Légion d'honneur, affaire des écoutes: l'interview de l'avocat de Nicolas Sarkozy en intégralité
Transcription automatique. À recouper avec la source d'origine.
Bonjour, merci de venir ce matin. Vous venez, je le précise, parce que hier, nous en avons démentu ici même, la Légion d'honneur pourrait être retirée à Nicolas Sarkozy. Voici ce que François Lecointre a affirmé hier dans le journal Le Parisien.
François Lecointre, il est à la tête de la chancellerie de la Légion d'honneur. Et il a dit, comme vous l'avez remarqué, le président Sarkozy a été sanctionné par la justice de manière définitive. Donc, comme le code de la Légion d'honneur le prévoit, la procédure disciplinaire va être lancée.
Nicolas Sarkozy, qui est au rang le plus élevé de la Légion d'honneur, grand croix de la Légion d'honneur, en tant qu'ancien président de la République. Quelle est votre réponse, maître ? Alors, ma réponse, je la réserve plus spécifiquement justement au grand chancelier, puisque ce qui a été annoncé, c'est l'ouverture, en réalité, d'une procédure qui tend à ce que la Légion d'honneur soit supprimée.
Et à le déchoir de son titre de grand croix. Ce sur quoi nous voulions insister, par rapport à ce qui a pu être dit hier, c'est cette question de l'automaticité. – Nous sommes dans une hypothèse avec Nicolas Sarkozy, et là je vais vous parler de droit, je ne vais pas vous parler… – Mais c'est très bien, je crois que c'est votre métier, ça tombe bien ? – Voilà, donc c'est précisément mon métier.

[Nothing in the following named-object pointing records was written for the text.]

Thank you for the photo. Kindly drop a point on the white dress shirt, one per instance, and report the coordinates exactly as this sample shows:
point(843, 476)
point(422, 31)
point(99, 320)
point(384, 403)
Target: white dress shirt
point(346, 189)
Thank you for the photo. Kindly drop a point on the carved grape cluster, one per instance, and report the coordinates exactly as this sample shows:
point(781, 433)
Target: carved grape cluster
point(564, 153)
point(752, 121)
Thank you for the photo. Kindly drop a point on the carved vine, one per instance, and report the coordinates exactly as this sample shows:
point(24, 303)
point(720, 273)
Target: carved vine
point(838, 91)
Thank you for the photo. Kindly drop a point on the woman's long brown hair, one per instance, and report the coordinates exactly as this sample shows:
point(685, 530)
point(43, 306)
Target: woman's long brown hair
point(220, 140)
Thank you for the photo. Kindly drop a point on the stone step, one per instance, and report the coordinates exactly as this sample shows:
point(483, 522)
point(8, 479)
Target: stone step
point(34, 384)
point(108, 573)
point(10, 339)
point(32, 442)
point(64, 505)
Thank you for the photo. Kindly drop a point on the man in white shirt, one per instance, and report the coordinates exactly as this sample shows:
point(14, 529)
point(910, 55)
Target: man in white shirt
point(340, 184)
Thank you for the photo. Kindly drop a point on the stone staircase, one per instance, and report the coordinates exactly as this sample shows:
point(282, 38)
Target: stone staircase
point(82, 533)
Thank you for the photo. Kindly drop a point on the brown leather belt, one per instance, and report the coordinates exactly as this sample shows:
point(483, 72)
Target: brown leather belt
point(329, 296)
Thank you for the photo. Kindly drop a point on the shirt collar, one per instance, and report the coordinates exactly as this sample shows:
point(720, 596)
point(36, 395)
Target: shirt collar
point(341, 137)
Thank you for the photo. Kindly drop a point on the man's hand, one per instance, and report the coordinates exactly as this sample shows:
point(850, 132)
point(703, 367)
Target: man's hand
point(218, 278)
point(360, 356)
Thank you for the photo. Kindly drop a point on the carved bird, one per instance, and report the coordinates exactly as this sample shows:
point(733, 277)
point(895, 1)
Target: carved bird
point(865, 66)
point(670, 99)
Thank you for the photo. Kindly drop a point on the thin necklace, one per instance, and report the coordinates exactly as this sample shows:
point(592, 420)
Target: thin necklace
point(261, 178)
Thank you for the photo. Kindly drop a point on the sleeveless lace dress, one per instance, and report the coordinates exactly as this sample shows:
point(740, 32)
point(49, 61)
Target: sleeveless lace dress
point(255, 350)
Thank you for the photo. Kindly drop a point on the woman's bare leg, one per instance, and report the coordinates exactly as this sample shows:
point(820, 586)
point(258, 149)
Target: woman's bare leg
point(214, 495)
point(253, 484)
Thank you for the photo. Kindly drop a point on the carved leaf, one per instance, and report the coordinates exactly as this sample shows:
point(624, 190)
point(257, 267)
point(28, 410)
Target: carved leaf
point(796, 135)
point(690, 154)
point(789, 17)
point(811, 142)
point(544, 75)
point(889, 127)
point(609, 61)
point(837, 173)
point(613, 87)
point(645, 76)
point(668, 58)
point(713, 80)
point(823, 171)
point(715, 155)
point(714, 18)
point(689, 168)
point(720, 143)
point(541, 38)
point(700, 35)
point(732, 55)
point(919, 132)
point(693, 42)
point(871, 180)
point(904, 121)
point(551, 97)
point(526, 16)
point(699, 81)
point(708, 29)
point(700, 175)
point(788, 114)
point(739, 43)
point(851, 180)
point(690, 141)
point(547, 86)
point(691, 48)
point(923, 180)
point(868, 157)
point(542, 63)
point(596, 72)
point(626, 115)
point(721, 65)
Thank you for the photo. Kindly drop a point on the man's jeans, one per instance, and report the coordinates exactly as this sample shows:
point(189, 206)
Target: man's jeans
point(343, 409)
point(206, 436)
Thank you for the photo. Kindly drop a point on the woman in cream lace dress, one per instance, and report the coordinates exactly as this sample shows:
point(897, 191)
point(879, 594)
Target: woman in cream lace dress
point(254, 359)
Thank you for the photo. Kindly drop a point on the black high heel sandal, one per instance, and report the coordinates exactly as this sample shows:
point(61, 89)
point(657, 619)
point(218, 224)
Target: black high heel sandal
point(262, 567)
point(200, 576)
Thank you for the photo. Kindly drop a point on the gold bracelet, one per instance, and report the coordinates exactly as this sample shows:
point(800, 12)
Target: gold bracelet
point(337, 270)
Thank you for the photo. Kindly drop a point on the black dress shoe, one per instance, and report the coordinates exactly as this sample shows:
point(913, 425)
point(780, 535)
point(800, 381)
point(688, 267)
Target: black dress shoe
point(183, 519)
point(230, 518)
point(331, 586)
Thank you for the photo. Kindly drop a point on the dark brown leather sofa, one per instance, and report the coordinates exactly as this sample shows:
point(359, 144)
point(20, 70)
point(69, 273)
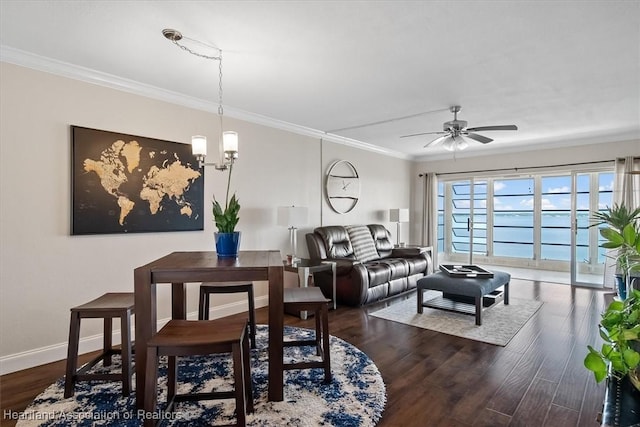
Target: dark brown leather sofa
point(369, 268)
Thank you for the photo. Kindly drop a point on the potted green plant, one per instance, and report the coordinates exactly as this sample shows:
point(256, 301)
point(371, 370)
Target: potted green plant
point(620, 330)
point(227, 239)
point(621, 236)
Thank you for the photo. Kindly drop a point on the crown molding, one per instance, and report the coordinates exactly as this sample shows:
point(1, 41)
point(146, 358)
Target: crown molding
point(76, 72)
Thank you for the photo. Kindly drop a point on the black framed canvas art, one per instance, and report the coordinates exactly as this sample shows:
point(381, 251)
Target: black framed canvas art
point(131, 184)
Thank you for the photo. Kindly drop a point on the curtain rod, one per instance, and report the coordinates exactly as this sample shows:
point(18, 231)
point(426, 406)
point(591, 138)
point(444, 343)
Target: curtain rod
point(521, 169)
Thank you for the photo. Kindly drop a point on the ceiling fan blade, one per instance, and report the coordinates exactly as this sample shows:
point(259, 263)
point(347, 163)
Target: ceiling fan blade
point(499, 127)
point(436, 141)
point(479, 138)
point(423, 133)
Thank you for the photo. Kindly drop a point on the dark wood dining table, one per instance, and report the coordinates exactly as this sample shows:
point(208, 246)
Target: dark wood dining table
point(179, 268)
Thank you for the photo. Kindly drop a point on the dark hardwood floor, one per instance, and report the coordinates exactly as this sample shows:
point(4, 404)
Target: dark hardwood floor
point(434, 379)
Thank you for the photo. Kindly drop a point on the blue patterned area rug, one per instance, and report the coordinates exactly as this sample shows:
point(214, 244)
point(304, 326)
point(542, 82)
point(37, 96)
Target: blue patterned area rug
point(355, 397)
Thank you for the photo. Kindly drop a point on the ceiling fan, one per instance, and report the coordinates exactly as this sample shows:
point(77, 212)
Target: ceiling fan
point(456, 131)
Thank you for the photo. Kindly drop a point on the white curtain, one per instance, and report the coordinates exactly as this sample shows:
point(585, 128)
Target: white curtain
point(626, 189)
point(430, 214)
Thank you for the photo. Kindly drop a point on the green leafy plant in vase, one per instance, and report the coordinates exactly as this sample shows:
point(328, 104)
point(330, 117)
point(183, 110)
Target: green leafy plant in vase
point(623, 237)
point(620, 330)
point(227, 239)
point(620, 323)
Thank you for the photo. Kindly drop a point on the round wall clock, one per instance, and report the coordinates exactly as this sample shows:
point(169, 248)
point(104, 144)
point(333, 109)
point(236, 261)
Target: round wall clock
point(342, 186)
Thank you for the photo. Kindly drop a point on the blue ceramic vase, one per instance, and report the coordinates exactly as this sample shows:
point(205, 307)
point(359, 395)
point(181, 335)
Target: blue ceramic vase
point(227, 244)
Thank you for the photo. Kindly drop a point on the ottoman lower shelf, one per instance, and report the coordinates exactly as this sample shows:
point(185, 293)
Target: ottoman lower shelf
point(462, 304)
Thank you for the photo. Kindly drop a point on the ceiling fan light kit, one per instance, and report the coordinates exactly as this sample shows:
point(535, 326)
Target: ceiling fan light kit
point(455, 133)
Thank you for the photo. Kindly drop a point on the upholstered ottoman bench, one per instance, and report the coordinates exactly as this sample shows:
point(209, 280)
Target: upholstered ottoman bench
point(469, 295)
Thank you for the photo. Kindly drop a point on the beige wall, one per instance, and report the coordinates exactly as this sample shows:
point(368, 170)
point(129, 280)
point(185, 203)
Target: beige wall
point(44, 271)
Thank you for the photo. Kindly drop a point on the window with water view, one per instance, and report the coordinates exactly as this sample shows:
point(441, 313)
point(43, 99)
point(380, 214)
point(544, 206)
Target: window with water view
point(523, 221)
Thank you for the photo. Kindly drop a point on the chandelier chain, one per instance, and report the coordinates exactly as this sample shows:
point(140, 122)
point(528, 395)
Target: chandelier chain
point(185, 48)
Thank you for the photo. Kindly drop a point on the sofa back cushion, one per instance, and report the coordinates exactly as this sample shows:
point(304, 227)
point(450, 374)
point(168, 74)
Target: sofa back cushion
point(364, 247)
point(336, 241)
point(382, 239)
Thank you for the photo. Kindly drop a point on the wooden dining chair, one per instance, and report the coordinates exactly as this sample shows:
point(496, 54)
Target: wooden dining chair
point(227, 288)
point(107, 307)
point(312, 300)
point(200, 337)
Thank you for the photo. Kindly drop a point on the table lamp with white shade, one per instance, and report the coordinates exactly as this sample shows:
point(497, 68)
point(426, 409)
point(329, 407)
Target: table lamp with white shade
point(399, 216)
point(292, 217)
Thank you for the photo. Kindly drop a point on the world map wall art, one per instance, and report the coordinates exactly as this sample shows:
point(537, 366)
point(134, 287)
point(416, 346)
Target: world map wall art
point(131, 184)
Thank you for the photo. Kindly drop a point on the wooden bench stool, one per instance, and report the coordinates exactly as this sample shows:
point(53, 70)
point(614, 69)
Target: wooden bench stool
point(228, 288)
point(106, 307)
point(199, 337)
point(311, 299)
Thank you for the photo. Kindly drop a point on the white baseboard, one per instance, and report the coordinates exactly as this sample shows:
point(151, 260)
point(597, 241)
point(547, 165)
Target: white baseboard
point(53, 353)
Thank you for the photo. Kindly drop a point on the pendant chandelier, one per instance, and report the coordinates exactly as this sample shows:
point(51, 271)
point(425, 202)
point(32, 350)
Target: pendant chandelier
point(228, 140)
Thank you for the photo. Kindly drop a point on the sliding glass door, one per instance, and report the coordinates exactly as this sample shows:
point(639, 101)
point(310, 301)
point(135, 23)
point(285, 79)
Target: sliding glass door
point(465, 216)
point(534, 221)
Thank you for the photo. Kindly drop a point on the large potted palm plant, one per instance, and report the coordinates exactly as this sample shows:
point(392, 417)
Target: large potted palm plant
point(621, 243)
point(619, 355)
point(227, 238)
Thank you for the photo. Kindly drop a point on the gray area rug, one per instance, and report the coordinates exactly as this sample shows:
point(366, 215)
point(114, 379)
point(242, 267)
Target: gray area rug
point(499, 323)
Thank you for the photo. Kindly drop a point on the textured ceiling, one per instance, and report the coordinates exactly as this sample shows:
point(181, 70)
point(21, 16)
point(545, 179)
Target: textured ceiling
point(565, 72)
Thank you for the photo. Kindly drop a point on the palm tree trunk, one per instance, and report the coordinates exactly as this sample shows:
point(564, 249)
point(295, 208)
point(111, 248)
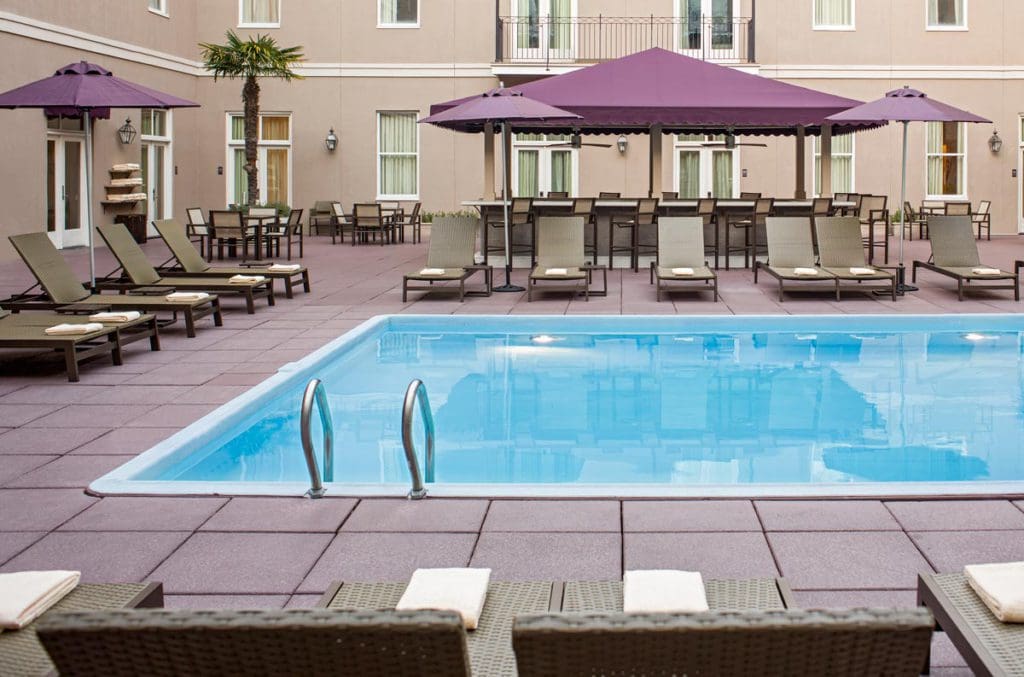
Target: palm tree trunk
point(250, 99)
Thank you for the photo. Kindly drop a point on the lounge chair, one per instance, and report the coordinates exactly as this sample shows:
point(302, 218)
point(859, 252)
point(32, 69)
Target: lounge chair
point(451, 254)
point(192, 263)
point(560, 258)
point(60, 289)
point(954, 254)
point(680, 246)
point(841, 252)
point(140, 273)
point(790, 249)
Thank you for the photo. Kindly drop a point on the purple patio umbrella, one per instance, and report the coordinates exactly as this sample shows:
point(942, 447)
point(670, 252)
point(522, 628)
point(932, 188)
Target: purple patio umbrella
point(88, 90)
point(503, 107)
point(904, 106)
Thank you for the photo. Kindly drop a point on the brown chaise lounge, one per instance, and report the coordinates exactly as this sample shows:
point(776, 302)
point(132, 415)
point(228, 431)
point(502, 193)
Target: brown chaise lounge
point(190, 262)
point(141, 274)
point(60, 289)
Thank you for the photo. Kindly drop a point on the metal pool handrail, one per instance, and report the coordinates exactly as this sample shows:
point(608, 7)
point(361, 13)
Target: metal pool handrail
point(315, 392)
point(418, 391)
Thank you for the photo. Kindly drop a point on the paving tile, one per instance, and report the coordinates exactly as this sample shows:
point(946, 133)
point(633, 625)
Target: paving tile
point(689, 516)
point(429, 515)
point(144, 514)
point(386, 557)
point(553, 516)
point(281, 514)
point(715, 555)
point(521, 556)
point(950, 551)
point(241, 563)
point(825, 516)
point(101, 556)
point(857, 559)
point(34, 510)
point(956, 515)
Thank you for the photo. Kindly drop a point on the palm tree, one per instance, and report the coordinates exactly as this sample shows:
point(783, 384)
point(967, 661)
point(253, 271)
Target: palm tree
point(256, 57)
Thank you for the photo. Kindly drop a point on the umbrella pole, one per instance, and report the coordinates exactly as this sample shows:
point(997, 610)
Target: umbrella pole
point(508, 286)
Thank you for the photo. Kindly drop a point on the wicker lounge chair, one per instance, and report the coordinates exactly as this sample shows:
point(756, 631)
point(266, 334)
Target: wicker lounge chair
point(560, 245)
point(140, 273)
point(22, 652)
point(790, 247)
point(680, 245)
point(192, 263)
point(60, 289)
point(988, 645)
point(841, 249)
point(453, 244)
point(954, 254)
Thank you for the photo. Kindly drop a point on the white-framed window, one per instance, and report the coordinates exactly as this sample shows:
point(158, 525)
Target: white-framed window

Non mais, ce qui est important, c'est que… – Moi, je vous pose des questions que je veux, mais vous répondez quand vous voulez. – Ce que je veux dire, c'est que la question qui se pose, à notre sens, est une question purement juridique. Vous l'avez dit vous-même, Nicolas Sarkozy est aujourd'hui grand croix.
Il est grand croix parce qu'il a été grand maître de l'ordre. C'est-à-dire que, quand vous êtes président de la République, est attaché à votre fonction de président de la République le fait que vous deveniez le grand maître de l'ordre de la Légion d'honneur. Et parce que vous êtes le grand maître de la Légion d'honneur, vous atteignez la dignité de grand croix.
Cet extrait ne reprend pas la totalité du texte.